Tag Archives: josh gad

“Marshall” is just fine which is just a little sad

The story of Thurgood Marshall is an inspirational American tale. The descendant of slaves, Marshall graduated from Howard University law school, argued before the Supreme Court (winning the landmark Brown v. Board of Education) and was appointed to the US Supreme Court. With all of that history, it’s surprising that the filmmakers of Marshall have chosen to focus on none of that.

Written by Michael and Jacob Koskoff and directed by Reginald Hudlin, the film tells the story of Thurgood (Chadwick Boseman) in 1940 when he works for the NAACP. A white woman, Eleanor Strubing (Kate Hudson), has accused a black man, Joseph Spell (Sterling K. Brown), of rape in Bridgeport, Connecticut. Insurance lawyer Sam Friedman (Josh Gad) is picked to represent the defense by a racist judge, leading Thurgood to act as his silent co-counsel. The case proves complex however and both Sam and Thurgood must grapple with outside repercussions that threaten their commitment.

The most interesting aspect of the film is its reversal of “To Kill a Mockingbird.” Much like the classic Harper Lee story, the film frames the same type of story around the same themes and instead gives us an uplifting ending, presenting us with an alternative portrait of justice. As well, there’s a bit of “In the Heat of the Night” to accentuate racial tensions.

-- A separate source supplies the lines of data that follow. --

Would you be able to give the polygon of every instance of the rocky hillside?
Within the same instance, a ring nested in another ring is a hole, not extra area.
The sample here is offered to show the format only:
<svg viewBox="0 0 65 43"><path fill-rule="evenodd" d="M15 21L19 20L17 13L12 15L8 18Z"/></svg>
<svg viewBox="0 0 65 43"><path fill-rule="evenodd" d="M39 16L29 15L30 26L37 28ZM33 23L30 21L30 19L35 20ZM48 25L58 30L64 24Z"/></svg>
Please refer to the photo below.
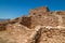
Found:
<svg viewBox="0 0 65 43"><path fill-rule="evenodd" d="M0 43L65 43L65 11L42 6L0 22Z"/></svg>

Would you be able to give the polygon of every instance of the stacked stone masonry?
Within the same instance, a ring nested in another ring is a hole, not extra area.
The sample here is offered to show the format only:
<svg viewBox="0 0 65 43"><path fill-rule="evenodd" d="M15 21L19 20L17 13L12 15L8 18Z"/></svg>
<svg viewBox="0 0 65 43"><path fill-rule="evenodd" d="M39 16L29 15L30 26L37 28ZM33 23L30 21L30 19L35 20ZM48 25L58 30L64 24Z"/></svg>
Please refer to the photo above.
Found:
<svg viewBox="0 0 65 43"><path fill-rule="evenodd" d="M65 43L65 12L43 6L0 22L0 43Z"/></svg>

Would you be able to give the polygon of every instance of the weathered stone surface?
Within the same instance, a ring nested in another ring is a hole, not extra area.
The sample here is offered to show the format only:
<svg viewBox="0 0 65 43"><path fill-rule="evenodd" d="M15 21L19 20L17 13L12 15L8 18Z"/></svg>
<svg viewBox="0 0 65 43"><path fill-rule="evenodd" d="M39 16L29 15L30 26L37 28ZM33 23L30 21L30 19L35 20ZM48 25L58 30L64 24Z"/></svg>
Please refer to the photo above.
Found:
<svg viewBox="0 0 65 43"><path fill-rule="evenodd" d="M43 6L0 22L0 43L65 43L65 12Z"/></svg>

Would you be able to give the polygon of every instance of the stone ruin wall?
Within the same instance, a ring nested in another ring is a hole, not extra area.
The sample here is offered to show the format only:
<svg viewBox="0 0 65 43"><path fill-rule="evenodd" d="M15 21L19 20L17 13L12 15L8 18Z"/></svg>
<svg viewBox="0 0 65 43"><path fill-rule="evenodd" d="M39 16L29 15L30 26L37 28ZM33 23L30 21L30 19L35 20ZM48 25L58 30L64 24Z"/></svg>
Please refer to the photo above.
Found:
<svg viewBox="0 0 65 43"><path fill-rule="evenodd" d="M38 8L30 10L28 16L22 16L15 19L6 20L5 25L15 24L15 23L22 24L28 28L35 28L38 25L65 27L65 12L64 11L50 12L50 10L47 6Z"/></svg>

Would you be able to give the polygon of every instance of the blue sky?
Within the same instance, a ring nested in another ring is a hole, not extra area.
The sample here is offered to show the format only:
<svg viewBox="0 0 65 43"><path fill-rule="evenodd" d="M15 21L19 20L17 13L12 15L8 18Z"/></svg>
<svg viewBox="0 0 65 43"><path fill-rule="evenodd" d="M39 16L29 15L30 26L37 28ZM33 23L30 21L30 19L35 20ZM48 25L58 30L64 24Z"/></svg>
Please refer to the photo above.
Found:
<svg viewBox="0 0 65 43"><path fill-rule="evenodd" d="M65 0L0 0L0 18L28 15L30 9L46 5L50 11L65 11Z"/></svg>

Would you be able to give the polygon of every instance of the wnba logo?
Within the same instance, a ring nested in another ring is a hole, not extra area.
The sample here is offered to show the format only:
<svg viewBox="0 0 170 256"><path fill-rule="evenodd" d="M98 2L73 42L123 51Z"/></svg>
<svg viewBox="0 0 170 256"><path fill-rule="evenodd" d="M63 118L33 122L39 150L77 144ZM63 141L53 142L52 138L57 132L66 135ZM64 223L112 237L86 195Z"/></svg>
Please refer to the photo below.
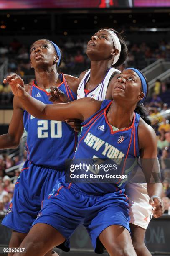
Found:
<svg viewBox="0 0 170 256"><path fill-rule="evenodd" d="M123 136L120 136L119 138L118 138L118 140L117 141L118 144L120 144L124 140L124 137Z"/></svg>
<svg viewBox="0 0 170 256"><path fill-rule="evenodd" d="M10 204L10 206L9 207L9 208L8 208L8 210L7 212L7 214L8 214L9 213L10 213L10 212L11 212L12 206L13 206L13 204L12 203L11 203Z"/></svg>

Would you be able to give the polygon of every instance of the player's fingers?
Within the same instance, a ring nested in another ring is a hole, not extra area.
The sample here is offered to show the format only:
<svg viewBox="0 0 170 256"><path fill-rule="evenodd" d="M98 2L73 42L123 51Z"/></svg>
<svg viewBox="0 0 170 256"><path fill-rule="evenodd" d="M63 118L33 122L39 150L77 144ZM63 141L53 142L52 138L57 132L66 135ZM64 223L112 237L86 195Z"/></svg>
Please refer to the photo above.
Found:
<svg viewBox="0 0 170 256"><path fill-rule="evenodd" d="M81 123L82 122L81 120L80 120L80 119L77 119L76 118L70 118L69 119L66 119L65 121L66 123L69 122L74 122L74 123Z"/></svg>
<svg viewBox="0 0 170 256"><path fill-rule="evenodd" d="M153 198L150 198L149 201L149 202L150 205L152 205L152 206L154 206L154 201L153 200Z"/></svg>
<svg viewBox="0 0 170 256"><path fill-rule="evenodd" d="M50 101L57 101L57 100L59 98L58 97L54 97L53 96L51 96L49 97L48 99Z"/></svg>

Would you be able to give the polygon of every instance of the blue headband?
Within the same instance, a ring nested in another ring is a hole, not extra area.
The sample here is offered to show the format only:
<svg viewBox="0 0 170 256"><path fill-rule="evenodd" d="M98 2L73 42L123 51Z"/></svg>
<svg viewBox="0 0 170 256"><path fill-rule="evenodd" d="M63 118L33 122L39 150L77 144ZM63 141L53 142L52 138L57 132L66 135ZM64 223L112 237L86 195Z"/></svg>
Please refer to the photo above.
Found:
<svg viewBox="0 0 170 256"><path fill-rule="evenodd" d="M138 105L141 104L143 103L145 100L146 95L147 93L147 84L146 82L146 80L142 74L142 73L140 72L138 69L134 69L134 68L128 68L127 69L132 69L138 75L140 78L140 81L141 82L142 87L143 93L144 93L144 97L140 101Z"/></svg>
<svg viewBox="0 0 170 256"><path fill-rule="evenodd" d="M57 55L59 56L59 60L57 63L57 67L58 67L59 64L60 64L60 60L61 59L61 53L60 52L60 49L58 47L58 46L57 46L56 44L54 44L54 43L53 43L53 42L52 42L52 41L51 41L50 40L48 40L48 41L50 42L51 42L51 44L53 44L53 45L54 46L55 49L56 50L56 53L57 54Z"/></svg>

The film is fine. It hits all of its beats, the acting is good and the story arcs work. It’s just so strange that a movie about Thurgood Marshall features so little Thurgood Marshall moments. No Brown v. Board of Education, no Supreme Court seat. He’s not even the main character of the story. That is Sam with Thurgood serving as his mentor. These strange choices hinder the film somewhat and while it’s appreciated that Marshall isn’t sentimentalized by Hollywood, recognizing the man for his greatest accomplishments would be a tribute to him.


“Murder on the Orient Express” is fine but lacks gravitas

Directed and starring Kenneth Branagh, “Murder on the Orient Express” tells the story of Hercule Poirot (Branagh) in one of his most famous cases. When Mr. Ratchet (Johnny Depp) is murdered in the dead of night aboard the Orient Express, everyone in the coach is a suspect. Could it be Miss Debenham (Daisy Ridley)? Or Dr. Arbutnot (Leslie Odom Jr.)? Or perhaps the butler, Edward Masterman (Derek Jacobi)?

The film is a fun, if ultimately forgettable, jaunt into an old time mystery. The movie plays it up hokey at times and it could have done so even more. Keeping things light and campy would have really accentuated the classic sense of the film and harken back to an oldtime era. As it is, the reason behind the movie is more of a mystery. It tries to incorporate modern technique into an old story but comes across as too beholden to the past. Perhaps it is just a vanity project as it is directed, starred in and produced by Branagh.

The cinematography is great and the acting is solid. It’s an enjoyable ride that just glides along the surface. The original 1973 version seems so much more memorable though. It really took time to delve into the characters and the story and focused on the mystery as the driving plot. This film is adequate but lacks muster.